Ce sera sans doute une longue bataille. Entre-temps, les magazines Wired et Grist rapportent que des plages de fréquences déjà vendues aux enchères aux États-Unis sont critiques pour la précision des prévisions météo. Le directeur de la NOAA (National ocean and atmospheric administration), Neil Jacobs, a mis en garde les législateurs américains que les interférences attendues des téléphones 5G sont susceptibles de réduire la précision des prévisions météo de trente pour cent. « Si vous regardez dans le passé pour savoir quand nos prévisions étaient moins précises de trente pour cent par rapport à celles d’aujourd’hui, cela nous ramène à 1980 », a-t-il expliqué à la Sous-Commission de l’environnement de la Chambre des représentants.
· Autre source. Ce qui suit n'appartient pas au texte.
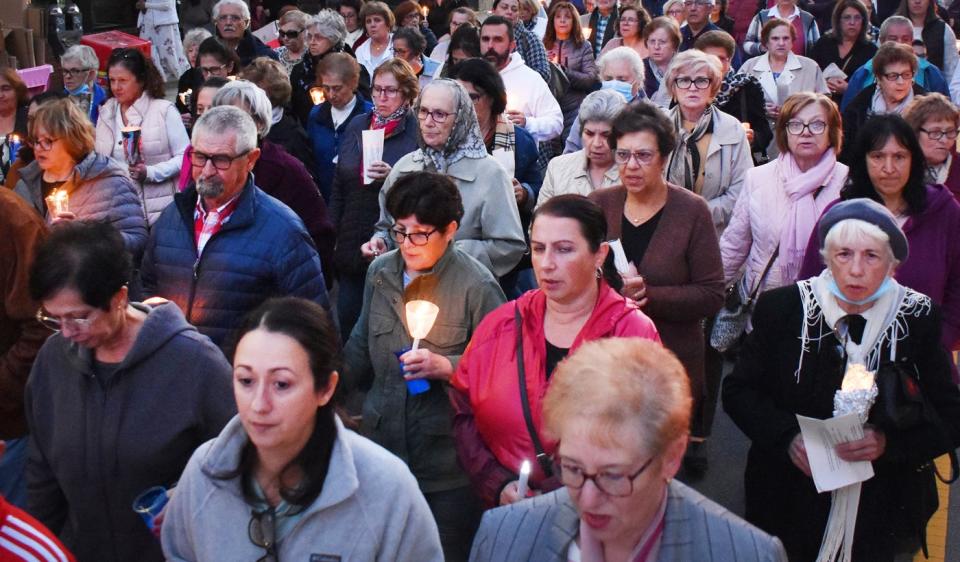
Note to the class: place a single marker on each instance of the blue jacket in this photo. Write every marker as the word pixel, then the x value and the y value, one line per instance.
pixel 326 140
pixel 928 77
pixel 262 251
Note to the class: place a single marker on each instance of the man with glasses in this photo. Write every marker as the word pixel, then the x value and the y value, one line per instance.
pixel 79 66
pixel 232 20
pixel 224 246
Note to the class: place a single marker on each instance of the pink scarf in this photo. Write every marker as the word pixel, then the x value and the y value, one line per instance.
pixel 802 215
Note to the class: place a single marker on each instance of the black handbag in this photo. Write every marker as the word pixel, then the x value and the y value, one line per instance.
pixel 542 458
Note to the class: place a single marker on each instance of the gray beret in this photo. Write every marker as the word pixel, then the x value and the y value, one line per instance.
pixel 869 211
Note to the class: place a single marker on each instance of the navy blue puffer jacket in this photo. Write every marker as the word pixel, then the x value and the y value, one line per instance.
pixel 261 251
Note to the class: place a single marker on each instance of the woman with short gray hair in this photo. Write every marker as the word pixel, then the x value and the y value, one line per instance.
pixel 281 175
pixel 592 167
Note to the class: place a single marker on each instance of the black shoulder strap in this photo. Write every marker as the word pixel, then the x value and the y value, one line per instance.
pixel 542 457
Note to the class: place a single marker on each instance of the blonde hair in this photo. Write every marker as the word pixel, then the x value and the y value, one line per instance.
pixel 621 383
pixel 62 119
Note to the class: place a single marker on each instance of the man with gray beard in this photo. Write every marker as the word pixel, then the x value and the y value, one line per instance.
pixel 224 246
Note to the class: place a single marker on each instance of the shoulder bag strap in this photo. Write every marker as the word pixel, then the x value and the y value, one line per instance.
pixel 542 457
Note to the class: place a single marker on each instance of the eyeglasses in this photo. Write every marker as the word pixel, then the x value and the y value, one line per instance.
pixel 387 91
pixel 937 135
pixel 221 162
pixel 71 72
pixel 643 157
pixel 897 76
pixel 415 238
pixel 437 115
pixel 263 533
pixel 610 483
pixel 46 143
pixel 796 128
pixel 56 324
pixel 699 83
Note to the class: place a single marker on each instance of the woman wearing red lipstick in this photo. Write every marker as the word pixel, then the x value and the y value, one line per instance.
pixel 574 304
pixel 620 409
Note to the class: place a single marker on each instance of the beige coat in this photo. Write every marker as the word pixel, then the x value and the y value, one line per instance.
pixel 568 174
pixel 800 74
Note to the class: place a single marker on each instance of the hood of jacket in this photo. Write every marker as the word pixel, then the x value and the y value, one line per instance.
pixel 163 323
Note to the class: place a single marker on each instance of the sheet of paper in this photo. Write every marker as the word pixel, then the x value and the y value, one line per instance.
pixel 820 437
pixel 372 141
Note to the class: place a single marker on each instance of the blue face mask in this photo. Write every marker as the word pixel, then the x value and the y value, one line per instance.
pixel 625 89
pixel 881 290
pixel 82 90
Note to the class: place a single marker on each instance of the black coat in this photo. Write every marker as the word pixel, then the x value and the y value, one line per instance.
pixel 764 394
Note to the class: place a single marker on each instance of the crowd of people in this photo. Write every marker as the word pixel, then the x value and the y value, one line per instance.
pixel 396 286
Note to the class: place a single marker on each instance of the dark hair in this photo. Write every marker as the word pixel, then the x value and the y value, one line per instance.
pixel 309 325
pixel 430 197
pixel 142 69
pixel 484 78
pixel 86 256
pixel 213 47
pixel 644 116
pixel 593 227
pixel 500 20
pixel 857 5
pixel 875 133
pixel 413 37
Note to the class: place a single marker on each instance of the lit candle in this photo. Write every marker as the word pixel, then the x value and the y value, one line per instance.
pixel 420 318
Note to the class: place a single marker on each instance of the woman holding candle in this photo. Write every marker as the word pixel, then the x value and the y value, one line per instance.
pixel 781 72
pixel 118 399
pixel 94 187
pixel 497 427
pixel 805 336
pixel 136 102
pixel 567 48
pixel 619 410
pixel 13 117
pixel 426 266
pixel 285 480
pixel 354 203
Cela donnerait deux ou trois jours de moins aux résidents des zones côtières pour se préparer à l’arrivée d’ouragans, a-t-il insisté.

Explication technique : les plages de fréquences de 24 GHz vendues depuis le mois de mars par la Commission fédérale des communications sont très proches de la plage des 23,8 GHz sur laquelle comptent les météorologistes pour détecter, à l’aide de satellites, les signaux faibles émis par la vapeur d’eau. Et les plages dont la FCC a prévu la vente à l’avenir interféreront avec la détection des signatures de la pluie et de neige (36-37 GHz), de la température atmosphérique (50,2-50,4 GHz) et les nuages et de la glace (80-90 GHz). Si des bévues de cette taille peuvent arriver dans un pays industrialisé comme les États-Unis lorsqu’il déploie la 5G, assurons-nous au moins que cette fois, le principe de précaution soit pris en compte dans l’UE.